I currently use an 18-35 D on my d610 but am a little disappointed with the image quality... Is there anything that might be better for around €300 or less second hand?
Also is 18mm considered wide enough on an FX for interior real estate photography? Or should I go wider? Maybe a 14mm prime?
i have a fair amount of strictly part-time experience in real estate photography; it is a pretty simple niche to work if you have the right contacts. I used a d600 for three years, so, yes, your body is fine.
i am presuming that you are interested in my comments; forgive me if you are not. i would say the following:
- You don't need AF or, really, a zoom; you do need corner-to-corner optical quality and flash automation/cpu integration. A few well chosen primes with cpu integration (and that lets out my shelf of AIS lenses) will do just fine. I use the Rokinon 14mm f2.8 w/chip along with 28mm and 50mm f1.8Gs. i want no more. I certainly use the 14mm most; the 110 degree FOV works for interiors.
- Lighting, lighting, lighting is the key concern. Particularly as the lens FOV gets wider, multiple wireless flashes are all but mandatory. Balancing those with natural light is a real art and, frankly, is the core of your value-added compared to realtor cell phone images. You will need at least two off board units; i have four and routinely use them all. Godox now makes excellent, cost-effective, third party Nikon CLS-compatible units (which i wish were available when i bought).
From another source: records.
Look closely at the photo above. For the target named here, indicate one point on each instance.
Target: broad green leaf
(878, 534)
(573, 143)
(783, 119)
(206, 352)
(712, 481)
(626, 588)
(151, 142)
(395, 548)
- Think carefully about your post-capture workflow. You are going to be doing a lot of it; just a little bit of streamlining pays off when facing, say, taking 320 images from a day's shooting three properties down to 36 deliverables (12 each). i use DXO, but many obviously do well with LR and PS; work out your batch features though. Learn to use a light touch on perspective control; it eats resolution.
Good luck.
-- gary ray
Semi-professional in early 1970s; just a putzer since then. interests: historical sites, virginia, motorcycle racing. A nikon user more by habit than choice; still, nikon seems to work well for me.